On the one hand, its proximity to high-grade iron ore mines such as Carajás in the north of the country has turned it into a world leader in the industry and Brazil’s most international company.

Between January and October this year, iron ore ranked as Brazil’s second-biggest export just behind soyabeans, accounting for about 12 per cent of total shipments in value terms.

However, on the other hand, with its biggest mines more than 10,000 miles away from the key Chinese market, its geographical position has been its Achilles heel in its battle with rivals BHP Billiton and the Rio Tinto Group, located in Australia, much closer to Asia.

While demand from China is slowing, the country still accounts for 49.6 per cent of Vale’s total iron ore sales and Asia as a whole represents 65.4 per cent, according to the company’s third-quarter results.

As such, finding ways to reduce the logistics costs of these vast delivery routes has always been one of Vale’s top priorities. As the global commodity supercycle ends, pushing down iron ore prices worldwide, these cuts have become even more important.

So far this year, iron ore prices have fallen by more than 40 per cent to a five-year low as new supply from Australia and Brazil has hit the market just as demand from Chinese steelmakers has slowed.
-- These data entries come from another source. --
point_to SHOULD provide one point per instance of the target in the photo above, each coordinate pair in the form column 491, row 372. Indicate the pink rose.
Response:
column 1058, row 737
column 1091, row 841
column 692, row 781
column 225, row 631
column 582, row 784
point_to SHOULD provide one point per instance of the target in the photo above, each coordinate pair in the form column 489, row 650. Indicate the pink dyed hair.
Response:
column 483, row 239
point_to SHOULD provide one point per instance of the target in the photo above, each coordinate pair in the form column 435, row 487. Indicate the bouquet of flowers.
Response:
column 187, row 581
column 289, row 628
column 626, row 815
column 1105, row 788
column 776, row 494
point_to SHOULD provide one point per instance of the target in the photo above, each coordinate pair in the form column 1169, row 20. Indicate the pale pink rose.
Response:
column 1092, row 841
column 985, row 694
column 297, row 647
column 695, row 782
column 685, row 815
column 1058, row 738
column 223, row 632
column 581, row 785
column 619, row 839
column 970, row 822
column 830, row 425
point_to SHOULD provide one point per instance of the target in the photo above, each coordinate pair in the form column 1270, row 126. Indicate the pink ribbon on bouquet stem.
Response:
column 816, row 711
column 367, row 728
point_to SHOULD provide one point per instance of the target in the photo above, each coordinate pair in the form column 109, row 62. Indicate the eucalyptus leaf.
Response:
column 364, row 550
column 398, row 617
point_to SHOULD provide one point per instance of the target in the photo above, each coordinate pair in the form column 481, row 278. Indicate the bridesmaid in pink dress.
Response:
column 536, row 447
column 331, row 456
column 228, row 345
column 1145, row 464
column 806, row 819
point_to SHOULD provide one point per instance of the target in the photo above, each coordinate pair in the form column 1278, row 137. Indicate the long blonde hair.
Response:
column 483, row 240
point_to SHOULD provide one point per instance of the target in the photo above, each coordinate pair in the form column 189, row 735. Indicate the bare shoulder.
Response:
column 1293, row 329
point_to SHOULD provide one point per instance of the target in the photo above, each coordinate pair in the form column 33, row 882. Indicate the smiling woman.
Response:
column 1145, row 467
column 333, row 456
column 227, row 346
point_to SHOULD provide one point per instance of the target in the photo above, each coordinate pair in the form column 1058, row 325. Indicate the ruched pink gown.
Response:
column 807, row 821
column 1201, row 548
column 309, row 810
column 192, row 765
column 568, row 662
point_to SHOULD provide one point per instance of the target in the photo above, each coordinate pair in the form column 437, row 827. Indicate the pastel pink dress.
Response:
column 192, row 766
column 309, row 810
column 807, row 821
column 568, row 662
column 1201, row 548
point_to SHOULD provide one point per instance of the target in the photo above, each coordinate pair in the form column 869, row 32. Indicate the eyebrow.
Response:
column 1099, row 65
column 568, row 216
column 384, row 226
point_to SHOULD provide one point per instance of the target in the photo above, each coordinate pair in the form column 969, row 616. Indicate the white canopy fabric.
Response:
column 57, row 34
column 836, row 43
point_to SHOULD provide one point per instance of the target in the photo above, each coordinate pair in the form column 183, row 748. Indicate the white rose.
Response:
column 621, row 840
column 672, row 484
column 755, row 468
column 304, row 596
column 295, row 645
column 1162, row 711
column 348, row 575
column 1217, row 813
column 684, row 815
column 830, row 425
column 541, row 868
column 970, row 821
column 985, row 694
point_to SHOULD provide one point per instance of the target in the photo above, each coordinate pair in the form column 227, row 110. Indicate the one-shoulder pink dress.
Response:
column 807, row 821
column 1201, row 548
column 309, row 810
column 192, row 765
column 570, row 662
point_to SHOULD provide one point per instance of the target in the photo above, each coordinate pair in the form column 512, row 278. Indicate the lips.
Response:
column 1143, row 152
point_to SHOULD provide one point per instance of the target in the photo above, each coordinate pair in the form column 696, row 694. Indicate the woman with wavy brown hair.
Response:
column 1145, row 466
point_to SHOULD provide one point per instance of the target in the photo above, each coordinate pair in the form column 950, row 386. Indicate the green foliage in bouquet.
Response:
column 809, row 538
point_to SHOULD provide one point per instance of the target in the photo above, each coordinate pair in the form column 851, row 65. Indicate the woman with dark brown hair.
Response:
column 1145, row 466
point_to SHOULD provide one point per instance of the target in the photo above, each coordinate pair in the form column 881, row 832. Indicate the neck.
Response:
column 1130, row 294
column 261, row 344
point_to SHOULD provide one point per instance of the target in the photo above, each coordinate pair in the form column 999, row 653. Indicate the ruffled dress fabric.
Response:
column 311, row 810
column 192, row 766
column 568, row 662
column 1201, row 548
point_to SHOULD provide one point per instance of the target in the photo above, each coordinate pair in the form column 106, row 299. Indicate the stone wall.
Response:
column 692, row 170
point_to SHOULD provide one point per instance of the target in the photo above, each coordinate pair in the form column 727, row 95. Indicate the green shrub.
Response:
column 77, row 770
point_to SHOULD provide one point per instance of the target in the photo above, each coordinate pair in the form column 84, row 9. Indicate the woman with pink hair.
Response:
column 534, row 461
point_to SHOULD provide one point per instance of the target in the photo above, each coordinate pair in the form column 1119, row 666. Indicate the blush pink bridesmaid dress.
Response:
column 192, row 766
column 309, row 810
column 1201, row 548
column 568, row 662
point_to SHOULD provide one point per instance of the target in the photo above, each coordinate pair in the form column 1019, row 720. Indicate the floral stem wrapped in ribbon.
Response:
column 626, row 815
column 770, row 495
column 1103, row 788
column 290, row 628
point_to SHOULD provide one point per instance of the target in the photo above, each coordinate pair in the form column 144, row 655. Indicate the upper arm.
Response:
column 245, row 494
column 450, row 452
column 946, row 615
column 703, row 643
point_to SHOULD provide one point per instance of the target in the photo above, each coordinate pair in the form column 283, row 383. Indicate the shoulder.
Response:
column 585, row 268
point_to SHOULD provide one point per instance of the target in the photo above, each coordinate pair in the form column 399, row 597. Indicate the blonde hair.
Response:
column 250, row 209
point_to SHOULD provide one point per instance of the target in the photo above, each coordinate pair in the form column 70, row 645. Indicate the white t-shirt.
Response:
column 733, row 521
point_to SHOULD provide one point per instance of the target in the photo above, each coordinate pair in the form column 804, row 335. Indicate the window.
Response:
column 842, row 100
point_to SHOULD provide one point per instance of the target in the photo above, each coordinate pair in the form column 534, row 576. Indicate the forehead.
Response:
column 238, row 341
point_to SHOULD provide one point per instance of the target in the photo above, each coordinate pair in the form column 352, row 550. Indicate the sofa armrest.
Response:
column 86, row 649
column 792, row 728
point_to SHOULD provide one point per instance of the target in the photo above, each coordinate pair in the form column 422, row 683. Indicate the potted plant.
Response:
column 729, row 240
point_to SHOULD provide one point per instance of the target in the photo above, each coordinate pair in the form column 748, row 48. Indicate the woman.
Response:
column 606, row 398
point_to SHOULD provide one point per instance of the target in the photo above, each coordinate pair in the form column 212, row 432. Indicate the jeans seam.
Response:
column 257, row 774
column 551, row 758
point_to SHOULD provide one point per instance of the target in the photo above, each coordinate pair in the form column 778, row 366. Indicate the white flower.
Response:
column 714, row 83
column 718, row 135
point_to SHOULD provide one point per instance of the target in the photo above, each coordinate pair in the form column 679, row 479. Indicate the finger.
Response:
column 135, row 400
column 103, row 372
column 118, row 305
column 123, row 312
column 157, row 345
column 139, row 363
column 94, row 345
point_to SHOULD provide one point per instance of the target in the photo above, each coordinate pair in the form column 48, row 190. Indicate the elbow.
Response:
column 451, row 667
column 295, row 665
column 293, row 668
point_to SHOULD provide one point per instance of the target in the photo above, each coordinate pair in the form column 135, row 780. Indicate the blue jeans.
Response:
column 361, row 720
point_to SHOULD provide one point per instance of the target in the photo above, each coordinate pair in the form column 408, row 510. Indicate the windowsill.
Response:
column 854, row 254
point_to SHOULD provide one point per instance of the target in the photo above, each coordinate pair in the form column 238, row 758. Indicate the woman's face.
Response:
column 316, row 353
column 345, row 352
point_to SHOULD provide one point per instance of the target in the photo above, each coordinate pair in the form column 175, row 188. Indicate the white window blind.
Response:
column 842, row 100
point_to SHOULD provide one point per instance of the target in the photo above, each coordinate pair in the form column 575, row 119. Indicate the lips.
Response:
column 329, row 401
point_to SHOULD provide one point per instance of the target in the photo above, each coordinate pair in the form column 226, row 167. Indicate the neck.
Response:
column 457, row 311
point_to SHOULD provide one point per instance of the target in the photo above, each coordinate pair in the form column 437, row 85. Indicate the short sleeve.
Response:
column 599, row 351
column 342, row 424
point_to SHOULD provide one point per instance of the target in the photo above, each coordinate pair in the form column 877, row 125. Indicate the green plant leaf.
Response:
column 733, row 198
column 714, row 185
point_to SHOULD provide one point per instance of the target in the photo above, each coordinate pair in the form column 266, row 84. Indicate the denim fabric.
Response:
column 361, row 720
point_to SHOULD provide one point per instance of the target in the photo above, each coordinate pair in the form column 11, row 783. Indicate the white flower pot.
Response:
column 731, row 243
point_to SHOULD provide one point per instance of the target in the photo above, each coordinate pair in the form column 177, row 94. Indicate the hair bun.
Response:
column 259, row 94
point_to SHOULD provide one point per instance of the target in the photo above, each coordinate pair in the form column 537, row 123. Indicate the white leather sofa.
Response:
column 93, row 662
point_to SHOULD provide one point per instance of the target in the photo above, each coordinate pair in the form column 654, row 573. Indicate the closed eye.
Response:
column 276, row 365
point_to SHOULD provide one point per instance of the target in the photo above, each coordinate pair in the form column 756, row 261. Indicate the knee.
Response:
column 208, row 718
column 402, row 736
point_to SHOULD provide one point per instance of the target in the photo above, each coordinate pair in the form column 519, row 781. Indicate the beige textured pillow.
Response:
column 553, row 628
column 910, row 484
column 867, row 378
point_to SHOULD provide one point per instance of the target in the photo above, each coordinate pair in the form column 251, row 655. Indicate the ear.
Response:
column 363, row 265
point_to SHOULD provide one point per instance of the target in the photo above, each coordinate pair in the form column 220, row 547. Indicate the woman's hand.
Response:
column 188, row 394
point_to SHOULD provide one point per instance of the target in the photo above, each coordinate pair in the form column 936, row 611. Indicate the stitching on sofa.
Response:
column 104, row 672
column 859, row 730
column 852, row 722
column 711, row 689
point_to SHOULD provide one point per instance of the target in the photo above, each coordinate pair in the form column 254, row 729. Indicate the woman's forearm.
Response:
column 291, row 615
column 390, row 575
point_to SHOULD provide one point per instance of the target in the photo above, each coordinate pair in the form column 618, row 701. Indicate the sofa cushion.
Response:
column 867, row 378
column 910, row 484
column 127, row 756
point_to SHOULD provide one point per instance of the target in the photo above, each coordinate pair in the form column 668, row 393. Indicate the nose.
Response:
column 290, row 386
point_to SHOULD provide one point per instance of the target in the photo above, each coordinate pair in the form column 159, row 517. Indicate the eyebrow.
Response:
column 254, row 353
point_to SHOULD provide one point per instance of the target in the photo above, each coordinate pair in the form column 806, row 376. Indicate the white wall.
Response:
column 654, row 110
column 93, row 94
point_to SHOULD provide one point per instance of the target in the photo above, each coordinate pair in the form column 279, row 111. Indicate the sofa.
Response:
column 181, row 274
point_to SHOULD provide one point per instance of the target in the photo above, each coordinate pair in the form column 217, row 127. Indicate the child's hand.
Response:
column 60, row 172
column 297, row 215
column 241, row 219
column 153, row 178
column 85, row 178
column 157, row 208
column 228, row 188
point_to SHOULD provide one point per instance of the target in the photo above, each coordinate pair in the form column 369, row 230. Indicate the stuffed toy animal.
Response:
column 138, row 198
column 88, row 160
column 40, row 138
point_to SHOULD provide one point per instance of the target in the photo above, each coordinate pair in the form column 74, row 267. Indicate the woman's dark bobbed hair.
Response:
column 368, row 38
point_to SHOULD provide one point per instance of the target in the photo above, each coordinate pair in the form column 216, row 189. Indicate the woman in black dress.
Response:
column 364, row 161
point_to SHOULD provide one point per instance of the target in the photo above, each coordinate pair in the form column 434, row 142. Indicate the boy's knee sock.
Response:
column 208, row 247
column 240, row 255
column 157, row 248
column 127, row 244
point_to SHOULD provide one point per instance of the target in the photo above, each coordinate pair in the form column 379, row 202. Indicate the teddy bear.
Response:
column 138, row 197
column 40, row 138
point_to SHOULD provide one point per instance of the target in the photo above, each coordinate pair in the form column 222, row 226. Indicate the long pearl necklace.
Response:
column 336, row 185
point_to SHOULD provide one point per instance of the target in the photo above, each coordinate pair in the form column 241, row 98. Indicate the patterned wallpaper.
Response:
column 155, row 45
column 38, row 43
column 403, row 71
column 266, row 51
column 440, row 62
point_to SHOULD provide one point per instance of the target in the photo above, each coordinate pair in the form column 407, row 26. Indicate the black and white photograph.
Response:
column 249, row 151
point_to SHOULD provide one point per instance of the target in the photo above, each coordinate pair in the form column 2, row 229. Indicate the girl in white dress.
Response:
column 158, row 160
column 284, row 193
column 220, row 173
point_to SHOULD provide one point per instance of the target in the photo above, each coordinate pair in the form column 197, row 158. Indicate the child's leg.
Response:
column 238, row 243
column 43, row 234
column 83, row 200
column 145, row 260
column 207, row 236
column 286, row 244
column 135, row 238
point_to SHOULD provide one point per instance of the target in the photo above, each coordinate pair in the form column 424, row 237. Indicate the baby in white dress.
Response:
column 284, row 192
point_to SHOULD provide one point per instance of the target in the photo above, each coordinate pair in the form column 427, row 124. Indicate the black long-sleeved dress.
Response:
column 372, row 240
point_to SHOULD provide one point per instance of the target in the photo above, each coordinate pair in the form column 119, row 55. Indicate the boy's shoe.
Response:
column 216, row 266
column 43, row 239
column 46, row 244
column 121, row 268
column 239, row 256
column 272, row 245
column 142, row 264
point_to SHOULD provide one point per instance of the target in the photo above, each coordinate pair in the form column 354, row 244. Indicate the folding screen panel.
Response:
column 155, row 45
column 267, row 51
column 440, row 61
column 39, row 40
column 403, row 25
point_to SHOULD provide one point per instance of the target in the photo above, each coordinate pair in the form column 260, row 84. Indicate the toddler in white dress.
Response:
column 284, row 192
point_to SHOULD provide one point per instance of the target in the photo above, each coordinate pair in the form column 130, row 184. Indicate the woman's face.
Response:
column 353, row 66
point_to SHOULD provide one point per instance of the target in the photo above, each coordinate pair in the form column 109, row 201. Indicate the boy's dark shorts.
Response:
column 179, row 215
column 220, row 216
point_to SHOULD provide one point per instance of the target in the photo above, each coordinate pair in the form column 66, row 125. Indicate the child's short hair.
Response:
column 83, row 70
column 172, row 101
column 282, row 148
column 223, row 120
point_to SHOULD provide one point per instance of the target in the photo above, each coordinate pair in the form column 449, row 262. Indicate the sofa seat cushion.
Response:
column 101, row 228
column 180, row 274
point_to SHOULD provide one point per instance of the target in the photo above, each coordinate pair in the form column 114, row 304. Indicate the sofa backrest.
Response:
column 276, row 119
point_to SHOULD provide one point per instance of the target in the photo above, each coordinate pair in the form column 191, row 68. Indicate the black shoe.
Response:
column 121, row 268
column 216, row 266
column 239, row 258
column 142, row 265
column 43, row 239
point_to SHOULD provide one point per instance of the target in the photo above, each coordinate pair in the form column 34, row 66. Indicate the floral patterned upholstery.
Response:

Pedro Galdi, an analyst at SLW Corretora in São Paulo, says: “The three large miners – Vale, Rio Tinto and BHP Billiton – sharply increased capacity, putting more iron ore in the market, and causing prices to fall. Many miners can’t cope with prices at this level – miners in China are halting operations and in Australia and Brazil too.”

Given the vast scale of its operations, Vale is still able to make a profit with iron ore prices at the current $70 a tonne. However, the company is under even greater pressure to reduce costs to protect its margins, he says.

Under Vale’s brash former boss, Roger Agnelli, the company came up with its most ambitious solution to the problem yet. At the height of the commodity boom in 2011, the company decided that the best way to tackle its high logistics costs was to build its own fleet of very large ore carriers (VLOCs) known as Valemax vessels.